11 September 2021

SOME RANDOM MEMORIES OF THE WORLD TRADE CENTER

 I remember watching the Twin Towers going up in the 1970s from a pier in Bay Ridge Brooklyn. Before that there were rows of electronics stores on Cortlandt street I recall going to as a kid for a reel to reel tap recorder that was then still made in the USA. There was still a produce market on nearby Washington Street, before it was all transformed by development. Years later I had an office downtown a few blocks from there and for a time a parking space next to one of the towers due to street signs an associate managed to get put up. I spent a lot of time there either at Windows on the World, the underground mall, or visiting one of the offices in the buildings.

In its early days CNN had a glassed-in studio on the ground floor, and as time passed it was still a place where frivolity was possible, whether it was someone climbing all the way up to the roof of a tower, or an incredible aerial ballet by a man on a wire suspended between the two towers, as everyone looked up in disbelief and delight. All of that was before security became ubiquitous after 9/11. Times have often been characterized as periods of innocence, but now it is clear that was truly the case then.

Today you can't enter an office building in Manhattan without showing a photo ID, stating the purpose of your visit, wearing a mask, then receiving a pass, and being directed to a specific elevator.
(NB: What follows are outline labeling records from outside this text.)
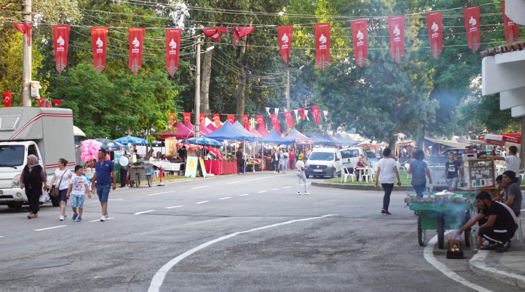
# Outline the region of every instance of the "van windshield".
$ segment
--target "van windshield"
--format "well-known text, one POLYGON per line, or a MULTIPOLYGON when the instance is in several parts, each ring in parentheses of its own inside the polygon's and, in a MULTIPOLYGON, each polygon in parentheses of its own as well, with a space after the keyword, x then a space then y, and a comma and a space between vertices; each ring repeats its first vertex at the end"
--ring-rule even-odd
POLYGON ((329 152, 313 152, 308 157, 312 160, 333 160, 333 153, 329 152))
POLYGON ((24 145, 0 145, 0 167, 24 163, 24 145))

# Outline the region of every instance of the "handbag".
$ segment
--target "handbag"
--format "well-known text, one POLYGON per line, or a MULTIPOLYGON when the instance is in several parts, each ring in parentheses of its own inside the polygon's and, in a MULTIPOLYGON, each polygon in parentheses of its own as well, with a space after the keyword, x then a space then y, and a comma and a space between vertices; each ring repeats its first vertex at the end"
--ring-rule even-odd
POLYGON ((64 175, 66 174, 66 171, 67 171, 67 169, 64 171, 64 172, 62 174, 62 176, 60 177, 60 180, 58 182, 58 187, 53 187, 51 189, 51 191, 49 192, 49 196, 51 197, 58 197, 58 194, 60 193, 59 192, 58 188, 60 186, 60 183, 62 182, 62 179, 64 177, 64 175))

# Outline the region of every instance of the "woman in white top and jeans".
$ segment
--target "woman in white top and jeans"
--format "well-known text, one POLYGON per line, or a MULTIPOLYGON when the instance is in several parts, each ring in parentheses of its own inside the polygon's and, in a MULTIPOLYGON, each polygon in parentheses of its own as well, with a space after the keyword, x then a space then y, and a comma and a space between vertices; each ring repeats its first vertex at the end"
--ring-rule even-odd
POLYGON ((401 180, 399 178, 399 172, 397 172, 397 167, 394 158, 390 157, 392 150, 390 148, 385 148, 383 150, 383 158, 380 159, 377 165, 377 172, 375 175, 375 186, 381 182, 381 187, 385 191, 385 195, 383 197, 383 209, 381 214, 383 215, 392 215, 388 212, 388 205, 390 204, 390 194, 394 189, 394 175, 397 178, 397 185, 401 185, 401 180))

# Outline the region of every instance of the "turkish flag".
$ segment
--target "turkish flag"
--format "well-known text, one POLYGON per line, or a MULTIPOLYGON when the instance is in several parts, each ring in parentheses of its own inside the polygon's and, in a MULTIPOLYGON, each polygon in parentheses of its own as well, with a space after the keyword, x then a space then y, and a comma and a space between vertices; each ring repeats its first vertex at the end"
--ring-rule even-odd
POLYGON ((217 128, 220 127, 220 117, 219 117, 219 114, 213 114, 213 124, 217 128))
POLYGON ((405 16, 388 17, 390 52, 396 63, 401 62, 405 55, 405 16))
POLYGON ((69 25, 53 26, 53 45, 55 47, 55 67, 58 73, 67 65, 67 49, 69 45, 69 25))
POLYGON ((229 36, 227 27, 214 27, 213 28, 203 28, 203 32, 208 36, 212 39, 214 39, 217 41, 220 40, 220 35, 223 33, 226 33, 226 35, 229 36))
POLYGON ((286 117, 286 122, 290 127, 293 126, 293 118, 292 117, 292 112, 290 111, 285 112, 285 116, 286 117))
MULTIPOLYGON (((352 26, 355 62, 362 68, 365 62, 368 61, 368 20, 352 20, 350 25, 352 26)), ((302 114, 303 112, 301 113, 302 114)))
POLYGON ((264 118, 262 117, 262 115, 256 115, 255 117, 257 118, 257 124, 259 124, 259 128, 258 129, 259 131, 265 129, 264 118))
POLYGON ((290 61, 290 49, 292 46, 292 35, 293 34, 293 24, 277 26, 279 50, 281 52, 281 58, 285 61, 286 68, 288 68, 288 62, 290 61))
POLYGON ((11 100, 13 100, 13 93, 11 92, 4 92, 4 105, 5 106, 11 106, 11 100))
POLYGON ((233 46, 235 47, 239 42, 239 39, 247 36, 255 29, 255 26, 236 26, 233 28, 233 46))
POLYGON ((321 71, 330 63, 330 23, 316 23, 313 25, 316 31, 316 64, 321 71))
POLYGON ((250 122, 248 121, 248 115, 243 115, 243 122, 244 123, 244 127, 246 131, 250 131, 250 122))
POLYGON ((317 125, 319 122, 319 106, 312 105, 312 115, 313 115, 313 120, 316 122, 316 124, 317 125))
POLYGON ((184 123, 191 123, 191 114, 190 113, 183 113, 184 117, 184 123))
POLYGON ((139 69, 142 66, 142 48, 145 30, 146 29, 143 27, 128 28, 130 49, 128 67, 133 73, 139 72, 139 69))
POLYGON ((481 43, 479 36, 479 5, 463 8, 468 47, 476 52, 481 43))
POLYGON ((93 67, 99 73, 106 68, 106 53, 107 51, 108 28, 91 27, 91 50, 93 52, 93 67))
POLYGON ((166 29, 166 70, 173 76, 178 69, 181 28, 166 29))
POLYGON ((425 14, 428 30, 428 40, 432 57, 438 59, 443 50, 443 20, 441 11, 425 14))
POLYGON ((505 14, 505 2, 501 1, 501 14, 503 14, 503 24, 505 28, 505 40, 507 42, 516 41, 519 39, 519 28, 518 24, 505 14))
POLYGON ((279 120, 277 118, 277 114, 272 114, 270 115, 270 118, 271 119, 271 123, 274 124, 274 128, 280 132, 281 125, 279 124, 279 120))

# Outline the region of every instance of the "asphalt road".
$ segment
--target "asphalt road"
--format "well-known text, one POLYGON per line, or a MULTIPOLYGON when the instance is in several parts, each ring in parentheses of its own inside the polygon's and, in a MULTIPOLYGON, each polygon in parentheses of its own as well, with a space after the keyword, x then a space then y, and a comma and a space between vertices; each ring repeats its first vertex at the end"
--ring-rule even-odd
POLYGON ((425 257, 406 192, 385 216, 381 192, 297 196, 295 180, 266 171, 118 189, 104 222, 94 197, 81 222, 69 206, 64 221, 49 204, 31 220, 0 206, 0 290, 516 290, 470 272, 470 251, 449 259, 430 245, 425 257))

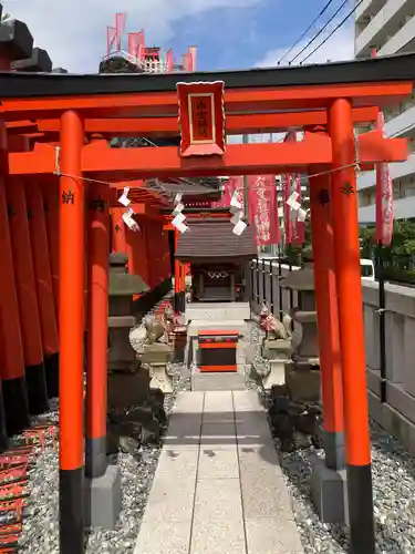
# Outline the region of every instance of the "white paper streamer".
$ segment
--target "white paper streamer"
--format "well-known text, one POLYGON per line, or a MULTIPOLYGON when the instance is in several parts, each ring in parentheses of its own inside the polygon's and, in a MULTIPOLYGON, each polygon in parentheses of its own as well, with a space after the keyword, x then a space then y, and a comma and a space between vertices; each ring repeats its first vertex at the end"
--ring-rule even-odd
POLYGON ((297 198, 299 197, 299 193, 294 191, 291 196, 288 198, 287 204, 292 207, 293 209, 298 209, 298 207, 294 207, 298 205, 300 207, 300 204, 297 202, 297 198))
POLYGON ((132 208, 129 208, 127 212, 124 212, 122 217, 123 217, 123 222, 125 223, 125 225, 129 229, 134 230, 134 233, 135 233, 135 232, 139 230, 139 227, 138 227, 137 222, 135 219, 133 219, 133 215, 134 215, 134 211, 132 208))
POLYGON ((173 211, 173 215, 177 215, 177 214, 180 214, 184 209, 184 205, 181 204, 181 202, 179 202, 177 204, 177 206, 175 206, 175 209, 173 211))
POLYGON ((243 214, 242 212, 237 212, 236 214, 232 215, 232 217, 230 218, 230 223, 232 225, 237 225, 243 217, 243 214))
POLYGON ((238 237, 243 233, 243 230, 247 228, 247 224, 240 219, 235 227, 232 228, 232 233, 235 235, 238 235, 238 237))
POLYGON ((237 209, 242 208, 242 204, 238 201, 239 191, 234 191, 232 197, 230 198, 230 206, 237 209))
POLYGON ((129 193, 129 186, 124 187, 123 194, 120 196, 118 202, 123 206, 129 206, 131 199, 128 198, 128 193, 129 193))
POLYGON ((176 206, 177 204, 179 204, 181 202, 181 198, 183 198, 183 193, 177 193, 175 199, 173 201, 174 205, 176 206))
POLYGON ((302 208, 300 207, 300 208, 299 208, 299 211, 298 211, 298 214, 297 214, 297 219, 298 219, 299 222, 303 223, 303 222, 305 222, 305 219, 307 219, 307 215, 308 215, 307 211, 305 211, 305 209, 302 209, 302 208))

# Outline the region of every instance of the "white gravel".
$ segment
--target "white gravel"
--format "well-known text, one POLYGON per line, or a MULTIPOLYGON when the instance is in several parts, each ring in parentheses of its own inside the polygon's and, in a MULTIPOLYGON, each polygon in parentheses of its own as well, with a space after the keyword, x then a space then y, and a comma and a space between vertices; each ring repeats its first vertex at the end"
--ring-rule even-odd
MULTIPOLYGON (((259 327, 252 325, 250 339, 257 346, 255 361, 259 366, 264 363, 258 348, 261 336, 259 327)), ((371 435, 377 554, 415 554, 415 456, 373 421, 371 435)), ((315 454, 323 456, 324 451, 311 447, 280 452, 304 554, 349 553, 347 527, 323 524, 314 512, 309 484, 310 459, 315 454)))

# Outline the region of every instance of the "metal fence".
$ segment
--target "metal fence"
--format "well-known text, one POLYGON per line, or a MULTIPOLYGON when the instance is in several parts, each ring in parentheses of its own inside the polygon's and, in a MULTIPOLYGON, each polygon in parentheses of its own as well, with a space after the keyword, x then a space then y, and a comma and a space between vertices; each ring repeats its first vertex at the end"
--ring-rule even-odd
POLYGON ((253 259, 249 268, 249 290, 252 308, 259 310, 266 304, 270 311, 282 318, 298 306, 298 295, 281 286, 281 281, 289 273, 299 267, 282 264, 280 260, 253 259))

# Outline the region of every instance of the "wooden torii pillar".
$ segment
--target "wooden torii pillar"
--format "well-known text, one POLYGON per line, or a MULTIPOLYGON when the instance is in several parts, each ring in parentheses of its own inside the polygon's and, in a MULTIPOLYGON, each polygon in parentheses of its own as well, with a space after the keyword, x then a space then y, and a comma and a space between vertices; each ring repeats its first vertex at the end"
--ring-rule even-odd
POLYGON ((329 130, 333 150, 331 193, 343 380, 350 550, 352 554, 374 554, 375 523, 359 245, 356 146, 350 100, 340 98, 332 102, 329 109, 329 130))
POLYGON ((61 116, 60 170, 60 552, 84 552, 84 129, 61 116))

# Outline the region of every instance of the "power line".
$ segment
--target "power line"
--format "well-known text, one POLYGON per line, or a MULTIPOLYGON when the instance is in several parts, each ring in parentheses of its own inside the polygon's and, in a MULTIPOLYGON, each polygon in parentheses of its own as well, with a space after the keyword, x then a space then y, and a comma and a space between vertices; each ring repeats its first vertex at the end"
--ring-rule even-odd
MULTIPOLYGON (((363 0, 361 0, 361 2, 360 2, 360 3, 362 3, 362 1, 363 1, 363 0)), ((312 39, 311 39, 311 40, 310 40, 310 41, 305 44, 305 47, 304 47, 303 49, 301 49, 301 50, 300 50, 300 52, 299 52, 298 54, 295 54, 295 55, 294 55, 294 58, 292 58, 292 60, 290 60, 290 61, 288 62, 288 63, 289 63, 289 65, 291 65, 291 63, 292 63, 294 60, 297 60, 297 58, 299 58, 299 57, 303 53, 303 51, 304 51, 304 50, 307 50, 307 49, 308 49, 308 48, 309 48, 309 47, 310 47, 310 45, 314 42, 314 40, 315 40, 318 37, 320 37, 320 34, 324 31, 324 29, 326 29, 326 28, 328 28, 328 25, 329 25, 329 24, 333 21, 333 19, 338 16, 338 13, 340 13, 340 12, 341 12, 341 10, 344 8, 344 6, 345 6, 347 2, 349 2, 349 0, 343 0, 343 3, 340 6, 340 8, 338 8, 338 10, 335 11, 335 13, 334 13, 334 14, 333 14, 333 16, 329 19, 329 21, 328 21, 328 22, 326 22, 326 23, 325 23, 325 24, 324 24, 324 25, 320 29, 320 31, 319 31, 317 34, 314 34, 314 37, 313 37, 313 38, 312 38, 312 39)), ((360 3, 359 3, 359 4, 360 4, 360 3)), ((357 4, 357 6, 359 6, 359 4, 357 4)), ((356 8, 357 8, 357 6, 356 6, 356 8)))
POLYGON ((321 10, 321 12, 318 14, 318 17, 314 19, 314 21, 305 29, 305 31, 301 34, 301 37, 297 40, 297 42, 294 42, 292 44, 290 50, 288 50, 288 52, 286 52, 284 55, 279 60, 278 65, 282 62, 282 60, 284 60, 288 57, 289 53, 291 53, 294 50, 297 44, 300 41, 302 41, 302 39, 305 37, 305 34, 310 31, 310 29, 312 29, 314 27, 317 21, 321 18, 321 16, 323 16, 323 13, 326 11, 326 9, 330 7, 331 3, 333 3, 333 0, 329 0, 329 2, 324 6, 324 8, 321 10))
POLYGON ((314 48, 314 50, 312 52, 310 52, 309 54, 307 54, 307 57, 300 62, 300 63, 304 63, 305 60, 308 60, 314 52, 317 52, 323 44, 326 43, 326 41, 330 39, 330 37, 333 37, 333 34, 339 31, 339 29, 341 27, 344 25, 344 23, 347 21, 347 19, 353 16, 353 13, 356 11, 356 9, 360 7, 360 4, 363 2, 363 0, 360 0, 359 3, 356 3, 356 6, 353 8, 353 10, 351 10, 347 16, 338 24, 338 27, 335 27, 332 32, 325 37, 325 39, 323 40, 323 42, 320 42, 320 44, 318 47, 314 48))

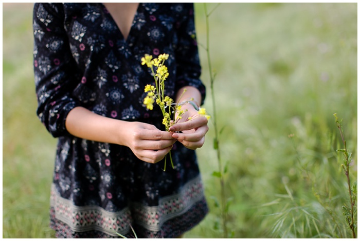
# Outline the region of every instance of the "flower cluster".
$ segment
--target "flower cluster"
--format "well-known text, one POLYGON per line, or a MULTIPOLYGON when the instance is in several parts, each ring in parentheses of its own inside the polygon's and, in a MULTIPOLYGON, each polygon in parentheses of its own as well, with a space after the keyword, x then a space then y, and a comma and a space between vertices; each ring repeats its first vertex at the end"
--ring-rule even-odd
POLYGON ((143 104, 148 109, 152 110, 154 107, 154 103, 156 102, 163 112, 163 124, 166 127, 167 131, 169 130, 171 125, 173 123, 173 122, 171 121, 171 107, 174 102, 171 98, 164 95, 165 81, 169 76, 169 72, 168 67, 164 64, 168 58, 169 54, 160 54, 157 58, 154 59, 152 55, 149 54, 146 54, 141 58, 141 65, 146 65, 151 69, 156 85, 156 87, 151 85, 147 85, 145 86, 144 91, 148 93, 148 94, 144 98, 143 104), (154 67, 156 67, 156 73, 154 70, 154 67), (168 111, 167 107, 169 107, 168 111))
MULTIPOLYGON (((146 108, 150 110, 153 109, 154 102, 156 102, 157 105, 160 107, 164 116, 163 124, 165 126, 167 131, 169 131, 170 127, 172 125, 181 119, 184 114, 187 111, 186 109, 184 110, 182 108, 182 105, 191 103, 192 101, 192 99, 190 99, 178 104, 174 103, 174 101, 170 97, 165 95, 165 81, 169 76, 169 72, 168 72, 168 68, 164 65, 164 63, 168 58, 169 54, 160 54, 157 58, 154 59, 153 59, 152 55, 145 54, 141 59, 141 65, 146 65, 151 70, 155 83, 155 86, 151 85, 147 85, 145 86, 144 91, 148 94, 144 98, 143 104, 146 106, 146 108), (154 67, 156 68, 156 72, 154 70, 154 67)), ((180 96, 180 98, 186 91, 186 89, 185 89, 180 96)), ((199 110, 199 116, 205 116, 208 119, 210 118, 210 116, 206 113, 204 108, 200 108, 199 110)), ((191 120, 191 118, 189 117, 187 120, 191 120)), ((174 168, 171 153, 170 157, 171 166, 174 168)), ((165 157, 166 167, 166 156, 165 157)), ((164 171, 165 168, 164 168, 164 171)))

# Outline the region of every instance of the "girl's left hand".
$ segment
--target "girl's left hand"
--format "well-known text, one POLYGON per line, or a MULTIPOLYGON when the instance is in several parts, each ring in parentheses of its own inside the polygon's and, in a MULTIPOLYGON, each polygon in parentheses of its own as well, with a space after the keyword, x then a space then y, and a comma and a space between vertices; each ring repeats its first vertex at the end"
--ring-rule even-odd
MULTIPOLYGON (((208 120, 201 116, 191 105, 187 105, 188 111, 185 112, 176 124, 169 129, 174 133, 172 137, 177 139, 186 148, 195 150, 203 146, 205 140, 205 134, 209 130, 208 120), (188 119, 190 117, 191 119, 188 119)), ((183 107, 184 109, 185 106, 183 107)))

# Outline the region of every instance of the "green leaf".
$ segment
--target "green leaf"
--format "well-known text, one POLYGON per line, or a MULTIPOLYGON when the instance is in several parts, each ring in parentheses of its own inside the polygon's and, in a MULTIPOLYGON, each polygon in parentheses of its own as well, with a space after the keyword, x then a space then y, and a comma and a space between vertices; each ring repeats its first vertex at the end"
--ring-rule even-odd
POLYGON ((214 229, 215 229, 215 230, 219 230, 220 227, 220 224, 219 222, 219 220, 216 220, 215 222, 214 222, 214 229))
POLYGON ((212 199, 214 201, 214 206, 215 206, 215 208, 219 208, 220 205, 219 204, 219 201, 218 200, 218 198, 217 197, 215 196, 210 196, 210 199, 212 199))
POLYGON ((214 171, 212 173, 212 175, 217 177, 221 177, 221 173, 220 172, 214 171))
POLYGON ((341 152, 344 152, 344 153, 346 153, 346 151, 345 149, 339 149, 336 150, 336 151, 341 151, 341 152))
POLYGON ((220 131, 219 132, 219 134, 221 134, 222 133, 223 133, 223 131, 224 131, 224 129, 226 127, 226 126, 224 126, 222 128, 221 128, 221 130, 220 130, 220 131))
POLYGON ((227 199, 226 199, 226 205, 225 206, 225 213, 227 213, 227 212, 229 211, 229 207, 230 207, 230 205, 231 204, 233 200, 233 197, 230 197, 228 198, 227 198, 227 199))
POLYGON ((219 143, 216 137, 214 138, 214 149, 218 150, 219 148, 219 143))
POLYGON ((224 174, 227 172, 227 167, 229 166, 229 162, 226 162, 225 167, 224 167, 224 174))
You used to be able to walk up the City Hall steps, and I remember even being able to temporarily park there. Now it is surrounded by tons of tall iron fencing, concrete barriers and tight security surround the police headquarters, and free movement is a thing of the past.

I was married at St. Nicholas Greek Orthodox church, which in the dusk made a tiny rectangular silhouette against the giant towers, dwarfed by their immensity. That image still haunts me to this day as the church was also obliterated on 9/11.

In the early days they had a hard time renting the space so a lot of the World Trade Center wound up being occupied by New York State offices. When George Pataki became Governor he couldn't wait to get away from there and relocated offices to midtown where it was more convenient to railroad to upstate from Grand Central. Thus, but for fate, there could have been a significantly different set of people there on September 11.

I remember well the first failed attack which killed those who unfortunately happened to be in the garage at the time, and people pouring out afterword covered with soot. But the towers stood and no one, in their wildest imagination, could then have conceived of the horror that took place years later in 2001. By that time I was no longer situated in the area, but any of us could have been there, and in truth all of us were there, for it truly was an assault on all Americans.

There has been only one film that really captured all that happened, which was called The Path to 9/11, which once aired on ABC, but which the scoundrels who now run Disney incomprehensibly refuse to re-release. Other attempts at the story have been pretty bad.

I haven't been back to the area where the towers stood since. It is still just too painful, having a vivid memory of what was once there, which has since passed into cruel oblivion, along with all those innocent souls that just happened to be there that day. Given that so much that transpired since has been reversed by recent events, today has become an ever more sad and somber anniversary, but one of events that we must not and will not ever forget.